Il rigore di Benatia in extremis ha diviso la stampa di tutta Europa, ma hanno fatto discutere soprattutto le dichiarazioni di Gianluigi Buffon, visibilmente furioso al termine del match contro il Real Madrid.
Intervistato ai microfoni de 'Le Iene', il portiere della Juventusribadisce il pensiero esternato a caldo dopo la dolorosa eliminazione dalla Champions League: "Seppur esternandoli in maniera eccessiva, erano pensieri che avevano una logica, che ridirei, magari con un linguaggio più civile. Però rimane che il contenuto di ciò che ho detto lo riconfermo in pieno. L’arbitro Oliver? Un ragazzo che si è trovato in una situazione troppo complessa, troppo ingarbugliata e troppo grande. Datemi la legittimità di difendere in quel modo esasperato e passionale i miei compagni e i cinquemila venuti a sostenerci. Era dovuto, a costo di macchiare la mia immagine".
Il portiere della Juventus chiede comprensione in riferimento ad un momento doloroso dal punto di vista sportivo: "Io non devo rimediare perché io sono un essere umano che mette passione, sentimenti, arrabbiature... trovo modi di parlare, giusti o sbagliati che siano, alcune volte eccessivi, ma sono questo, sono Gigi Buffon. L’altra sera era finita la partita da un’ora e mezza, di conseguenza quello che uno esterna sono sentimenti, sono pensieri forti, per certi aspetti ineducati, ma sono i sentimenti di un uomo che non si trincera dietro a un velo di ipocrisia e butta fuori quello che le viscere gli dicono e punto, chiuso".
Tornando sull'episodio del calcio di rigore, Buffon resta della sua idea: "Un arbitro con più esperienza non avrebbe fischiato, ergendosi a protagonista di una partita. Avrebbe lasciato correre, si sarebbe girato dall’altra parte, e lasciato che le squadre se la giocassero ai supplementari".
L'amarezza è ancora viva in casa bianconera: "E' normale che lì per lì uno si senta non dico penalizzato… mi sono sentito proprio defraudato ma non di un risultato, Potevamo scrivere una pagina di calcio memorabile per la Juve, per l’Italia: la nostra vittoria si sarebbe abbinata a quella della Roma, sarebbe stato qualcosa di incredibile, di pazzesco. Ne ho perse anche di più importanti però questa, per come era nata e per come si stava evolvendo, per come si stava snodando, era la partita più bella e più emozionante che avessi vissuto con la Juventus".

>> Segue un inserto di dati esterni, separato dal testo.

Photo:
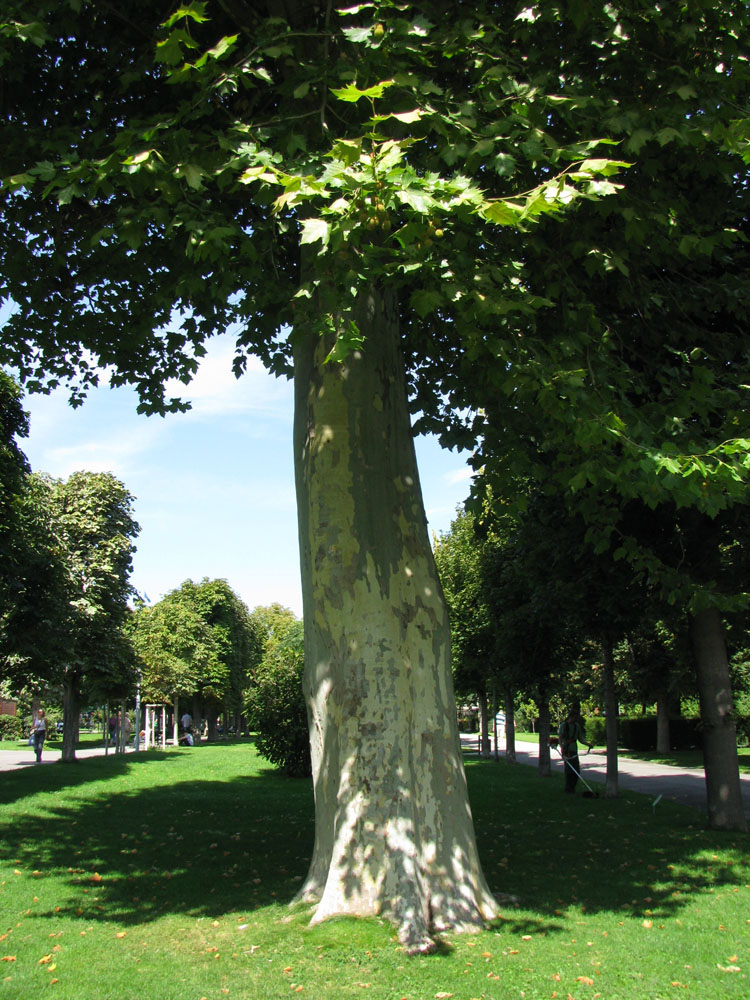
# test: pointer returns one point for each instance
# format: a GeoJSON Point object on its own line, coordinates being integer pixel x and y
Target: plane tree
{"type": "Point", "coordinates": [342, 174]}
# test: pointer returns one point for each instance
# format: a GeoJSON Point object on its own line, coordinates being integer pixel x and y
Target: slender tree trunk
{"type": "Point", "coordinates": [510, 727]}
{"type": "Point", "coordinates": [611, 712]}
{"type": "Point", "coordinates": [393, 828]}
{"type": "Point", "coordinates": [70, 714]}
{"type": "Point", "coordinates": [485, 750]}
{"type": "Point", "coordinates": [723, 789]}
{"type": "Point", "coordinates": [544, 766]}
{"type": "Point", "coordinates": [663, 740]}
{"type": "Point", "coordinates": [212, 716]}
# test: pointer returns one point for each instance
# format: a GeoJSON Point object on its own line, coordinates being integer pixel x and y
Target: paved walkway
{"type": "Point", "coordinates": [684, 785]}
{"type": "Point", "coordinates": [12, 760]}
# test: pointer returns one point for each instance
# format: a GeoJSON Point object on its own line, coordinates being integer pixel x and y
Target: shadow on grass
{"type": "Point", "coordinates": [206, 841]}
{"type": "Point", "coordinates": [192, 845]}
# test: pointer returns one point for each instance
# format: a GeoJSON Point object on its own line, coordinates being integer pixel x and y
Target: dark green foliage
{"type": "Point", "coordinates": [11, 727]}
{"type": "Point", "coordinates": [276, 706]}
{"type": "Point", "coordinates": [640, 734]}
{"type": "Point", "coordinates": [201, 640]}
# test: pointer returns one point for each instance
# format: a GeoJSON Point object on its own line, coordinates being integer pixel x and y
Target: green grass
{"type": "Point", "coordinates": [53, 744]}
{"type": "Point", "coordinates": [167, 876]}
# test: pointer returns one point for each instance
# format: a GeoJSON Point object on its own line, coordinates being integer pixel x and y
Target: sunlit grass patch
{"type": "Point", "coordinates": [170, 875]}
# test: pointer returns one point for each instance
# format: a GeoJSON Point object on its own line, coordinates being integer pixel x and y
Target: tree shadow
{"type": "Point", "coordinates": [200, 847]}
{"type": "Point", "coordinates": [616, 855]}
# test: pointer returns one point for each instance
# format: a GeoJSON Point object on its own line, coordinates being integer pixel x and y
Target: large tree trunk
{"type": "Point", "coordinates": [393, 828]}
{"type": "Point", "coordinates": [723, 789]}
{"type": "Point", "coordinates": [611, 713]}
{"type": "Point", "coordinates": [70, 719]}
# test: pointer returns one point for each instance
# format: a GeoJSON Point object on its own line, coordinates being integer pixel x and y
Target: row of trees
{"type": "Point", "coordinates": [66, 549]}
{"type": "Point", "coordinates": [537, 614]}
{"type": "Point", "coordinates": [392, 182]}
{"type": "Point", "coordinates": [67, 624]}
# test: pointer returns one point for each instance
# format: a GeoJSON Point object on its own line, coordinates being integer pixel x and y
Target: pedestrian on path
{"type": "Point", "coordinates": [39, 733]}
{"type": "Point", "coordinates": [570, 732]}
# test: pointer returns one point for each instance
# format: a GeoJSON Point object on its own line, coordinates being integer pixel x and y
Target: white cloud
{"type": "Point", "coordinates": [459, 476]}
{"type": "Point", "coordinates": [215, 392]}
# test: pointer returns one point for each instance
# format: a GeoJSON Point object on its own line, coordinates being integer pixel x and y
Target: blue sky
{"type": "Point", "coordinates": [214, 487]}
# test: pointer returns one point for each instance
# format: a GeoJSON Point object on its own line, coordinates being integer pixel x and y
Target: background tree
{"type": "Point", "coordinates": [628, 389]}
{"type": "Point", "coordinates": [94, 526]}
{"type": "Point", "coordinates": [31, 578]}
{"type": "Point", "coordinates": [199, 643]}
{"type": "Point", "coordinates": [275, 700]}
{"type": "Point", "coordinates": [458, 555]}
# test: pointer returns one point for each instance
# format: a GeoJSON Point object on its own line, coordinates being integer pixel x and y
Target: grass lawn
{"type": "Point", "coordinates": [167, 876]}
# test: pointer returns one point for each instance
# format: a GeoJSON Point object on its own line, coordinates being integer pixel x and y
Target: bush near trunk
{"type": "Point", "coordinates": [275, 706]}
{"type": "Point", "coordinates": [640, 733]}
{"type": "Point", "coordinates": [11, 727]}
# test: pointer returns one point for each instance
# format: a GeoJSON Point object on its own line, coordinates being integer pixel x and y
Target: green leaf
{"type": "Point", "coordinates": [314, 230]}
{"type": "Point", "coordinates": [408, 117]}
{"type": "Point", "coordinates": [348, 339]}
{"type": "Point", "coordinates": [501, 213]}
{"type": "Point", "coordinates": [352, 93]}
{"type": "Point", "coordinates": [193, 174]}
{"type": "Point", "coordinates": [194, 11]}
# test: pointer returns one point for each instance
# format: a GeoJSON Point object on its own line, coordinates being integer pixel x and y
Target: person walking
{"type": "Point", "coordinates": [39, 733]}
{"type": "Point", "coordinates": [570, 732]}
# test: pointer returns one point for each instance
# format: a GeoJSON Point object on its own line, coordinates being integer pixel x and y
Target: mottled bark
{"type": "Point", "coordinates": [71, 712]}
{"type": "Point", "coordinates": [393, 828]}
{"type": "Point", "coordinates": [544, 766]}
{"type": "Point", "coordinates": [723, 790]}
{"type": "Point", "coordinates": [611, 713]}
{"type": "Point", "coordinates": [510, 727]}
{"type": "Point", "coordinates": [485, 748]}
{"type": "Point", "coordinates": [663, 740]}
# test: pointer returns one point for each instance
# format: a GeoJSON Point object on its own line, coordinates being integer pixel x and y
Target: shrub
{"type": "Point", "coordinates": [596, 731]}
{"type": "Point", "coordinates": [11, 727]}
{"type": "Point", "coordinates": [640, 733]}
{"type": "Point", "coordinates": [275, 704]}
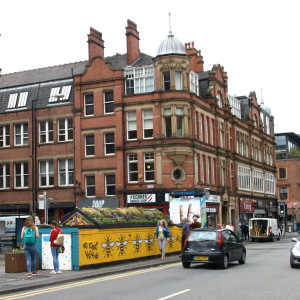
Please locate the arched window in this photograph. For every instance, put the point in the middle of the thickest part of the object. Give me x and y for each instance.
(219, 97)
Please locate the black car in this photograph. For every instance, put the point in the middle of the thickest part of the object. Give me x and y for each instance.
(213, 246)
(295, 254)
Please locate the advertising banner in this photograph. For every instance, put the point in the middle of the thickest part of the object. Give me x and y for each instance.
(188, 206)
(141, 198)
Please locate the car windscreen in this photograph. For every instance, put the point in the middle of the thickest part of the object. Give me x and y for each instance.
(202, 236)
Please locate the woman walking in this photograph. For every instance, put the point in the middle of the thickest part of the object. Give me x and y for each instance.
(55, 248)
(29, 235)
(162, 232)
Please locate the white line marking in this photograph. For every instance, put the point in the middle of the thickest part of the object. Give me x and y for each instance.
(173, 295)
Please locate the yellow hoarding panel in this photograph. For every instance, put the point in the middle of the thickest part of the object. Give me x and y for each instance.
(98, 246)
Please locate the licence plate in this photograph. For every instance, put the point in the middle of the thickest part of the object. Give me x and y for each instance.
(203, 258)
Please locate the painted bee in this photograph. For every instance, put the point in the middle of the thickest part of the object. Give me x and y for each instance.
(107, 245)
(121, 244)
(137, 242)
(149, 241)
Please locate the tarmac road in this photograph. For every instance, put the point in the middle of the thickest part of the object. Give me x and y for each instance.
(266, 275)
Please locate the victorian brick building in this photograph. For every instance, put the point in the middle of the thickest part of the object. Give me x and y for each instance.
(130, 129)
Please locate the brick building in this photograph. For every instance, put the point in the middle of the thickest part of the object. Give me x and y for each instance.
(144, 127)
(288, 175)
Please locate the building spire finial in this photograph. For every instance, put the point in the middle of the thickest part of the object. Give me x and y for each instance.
(170, 27)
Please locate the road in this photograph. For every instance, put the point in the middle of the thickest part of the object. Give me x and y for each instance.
(266, 275)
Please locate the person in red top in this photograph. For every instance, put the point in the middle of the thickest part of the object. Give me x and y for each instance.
(55, 249)
(195, 223)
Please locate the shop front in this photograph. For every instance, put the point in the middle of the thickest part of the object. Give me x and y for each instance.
(212, 210)
(247, 209)
(155, 200)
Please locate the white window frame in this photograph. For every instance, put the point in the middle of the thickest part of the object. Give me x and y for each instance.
(46, 132)
(132, 159)
(88, 186)
(270, 183)
(149, 159)
(5, 135)
(86, 105)
(86, 146)
(109, 185)
(64, 91)
(147, 122)
(258, 181)
(139, 80)
(64, 132)
(47, 174)
(5, 177)
(105, 102)
(194, 83)
(131, 122)
(67, 172)
(244, 178)
(22, 175)
(178, 80)
(23, 134)
(109, 143)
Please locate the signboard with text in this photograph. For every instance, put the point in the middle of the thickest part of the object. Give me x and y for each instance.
(141, 198)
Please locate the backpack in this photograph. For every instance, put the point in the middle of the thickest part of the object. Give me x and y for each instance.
(59, 239)
(29, 236)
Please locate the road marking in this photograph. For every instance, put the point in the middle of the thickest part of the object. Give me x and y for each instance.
(86, 282)
(173, 295)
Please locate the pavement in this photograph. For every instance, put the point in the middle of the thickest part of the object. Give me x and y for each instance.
(19, 282)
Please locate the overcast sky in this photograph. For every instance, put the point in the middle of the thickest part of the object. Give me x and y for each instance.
(257, 41)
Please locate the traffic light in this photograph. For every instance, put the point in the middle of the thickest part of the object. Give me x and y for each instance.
(282, 210)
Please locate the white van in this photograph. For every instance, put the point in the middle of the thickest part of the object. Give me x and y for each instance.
(263, 229)
(10, 224)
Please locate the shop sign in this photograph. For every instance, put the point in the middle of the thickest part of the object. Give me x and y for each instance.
(99, 203)
(246, 205)
(141, 198)
(213, 199)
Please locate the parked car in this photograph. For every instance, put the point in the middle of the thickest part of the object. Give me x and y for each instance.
(295, 253)
(263, 229)
(213, 246)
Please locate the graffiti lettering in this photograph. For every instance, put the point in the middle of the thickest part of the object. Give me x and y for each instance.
(91, 251)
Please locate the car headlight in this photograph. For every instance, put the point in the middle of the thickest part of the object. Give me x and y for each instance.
(296, 251)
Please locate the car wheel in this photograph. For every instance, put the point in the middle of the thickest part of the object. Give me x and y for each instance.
(186, 264)
(225, 262)
(243, 258)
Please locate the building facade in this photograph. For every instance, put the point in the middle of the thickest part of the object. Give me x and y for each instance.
(142, 128)
(288, 176)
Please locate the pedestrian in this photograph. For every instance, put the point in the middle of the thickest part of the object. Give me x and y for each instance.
(29, 235)
(195, 223)
(55, 249)
(185, 229)
(162, 233)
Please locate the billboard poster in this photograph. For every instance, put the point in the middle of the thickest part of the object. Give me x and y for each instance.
(188, 206)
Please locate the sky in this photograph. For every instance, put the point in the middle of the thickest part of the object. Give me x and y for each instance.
(257, 41)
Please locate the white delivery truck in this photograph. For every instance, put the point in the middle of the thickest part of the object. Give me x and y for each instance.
(263, 229)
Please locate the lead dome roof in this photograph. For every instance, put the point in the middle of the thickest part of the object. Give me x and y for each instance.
(171, 46)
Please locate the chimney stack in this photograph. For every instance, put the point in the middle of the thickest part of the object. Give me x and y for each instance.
(133, 46)
(96, 44)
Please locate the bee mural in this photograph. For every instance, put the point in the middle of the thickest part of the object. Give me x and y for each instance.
(171, 240)
(107, 246)
(121, 244)
(137, 242)
(149, 241)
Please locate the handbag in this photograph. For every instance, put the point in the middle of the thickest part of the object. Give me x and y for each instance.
(59, 241)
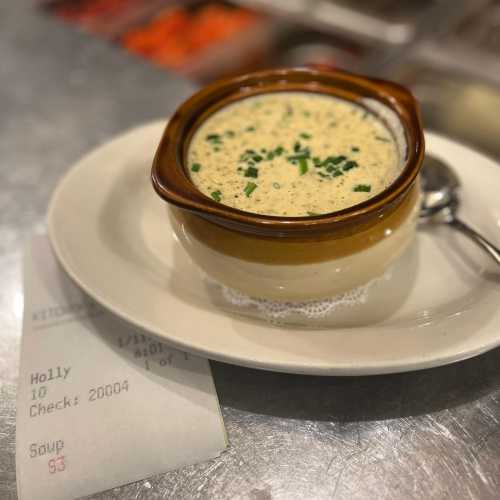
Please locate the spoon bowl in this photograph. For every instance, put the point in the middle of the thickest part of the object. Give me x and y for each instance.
(440, 202)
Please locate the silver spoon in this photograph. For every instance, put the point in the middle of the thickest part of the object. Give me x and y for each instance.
(440, 202)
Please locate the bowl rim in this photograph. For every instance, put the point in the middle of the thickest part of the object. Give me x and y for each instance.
(170, 177)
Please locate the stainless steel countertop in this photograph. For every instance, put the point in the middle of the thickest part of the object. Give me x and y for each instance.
(429, 434)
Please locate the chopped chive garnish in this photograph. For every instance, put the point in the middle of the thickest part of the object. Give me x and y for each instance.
(216, 195)
(300, 156)
(348, 165)
(251, 172)
(302, 166)
(339, 159)
(213, 137)
(250, 188)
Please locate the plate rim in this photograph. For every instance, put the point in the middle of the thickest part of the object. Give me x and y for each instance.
(406, 364)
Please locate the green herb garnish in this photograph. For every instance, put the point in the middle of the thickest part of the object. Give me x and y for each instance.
(250, 188)
(251, 172)
(302, 166)
(348, 165)
(213, 138)
(216, 195)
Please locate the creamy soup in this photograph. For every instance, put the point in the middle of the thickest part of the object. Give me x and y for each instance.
(292, 154)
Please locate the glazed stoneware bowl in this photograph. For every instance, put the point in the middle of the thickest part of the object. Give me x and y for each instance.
(293, 258)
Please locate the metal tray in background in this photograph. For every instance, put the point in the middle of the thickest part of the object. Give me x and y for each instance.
(455, 103)
(390, 22)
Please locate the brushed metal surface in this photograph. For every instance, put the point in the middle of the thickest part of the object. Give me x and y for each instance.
(430, 434)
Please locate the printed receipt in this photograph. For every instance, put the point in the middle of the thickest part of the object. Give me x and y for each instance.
(100, 404)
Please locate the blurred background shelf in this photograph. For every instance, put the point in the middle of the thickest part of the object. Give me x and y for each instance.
(446, 51)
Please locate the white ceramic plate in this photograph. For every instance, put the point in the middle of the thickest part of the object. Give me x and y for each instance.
(442, 304)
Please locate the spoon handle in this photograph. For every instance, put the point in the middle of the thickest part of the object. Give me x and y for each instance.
(486, 245)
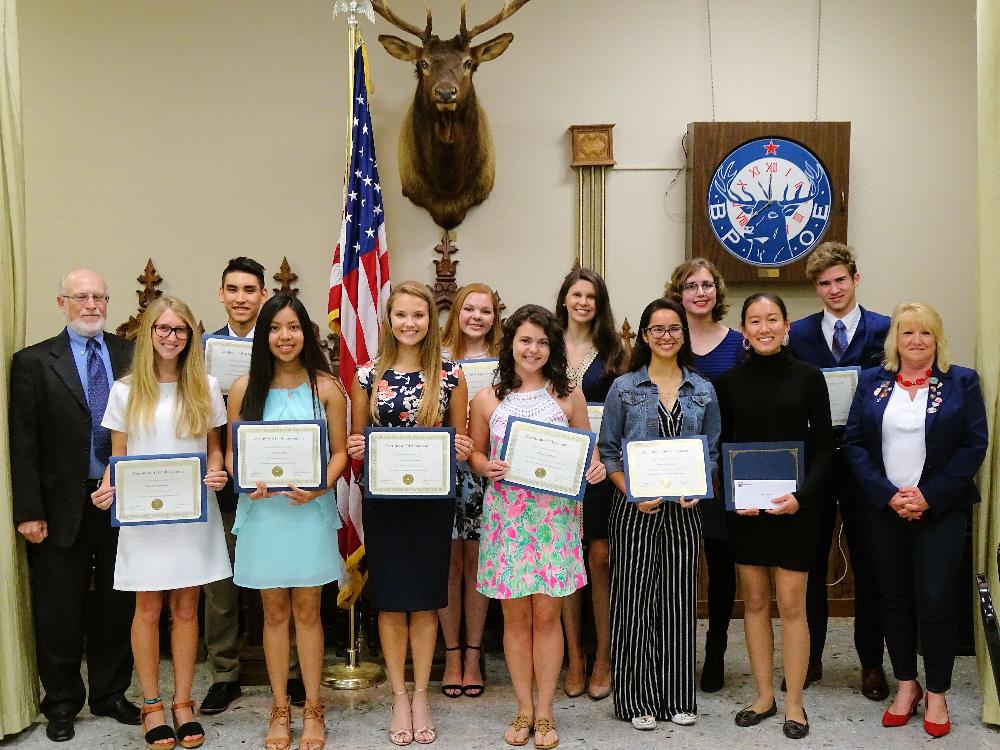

Un rigore che a distanza di giorni continuerà a far discutere, Buffon conclude con il suo parere: "Non dico che non fosse rigore, dico che era una cosa dubbia. E una cosa dubbia in una partita simile, a 20 secondi dalla fine della gara, un arbitro di esperienza, che ha già solcato determinati campi e tutto, secondo me fa un altro tipo di valutazione"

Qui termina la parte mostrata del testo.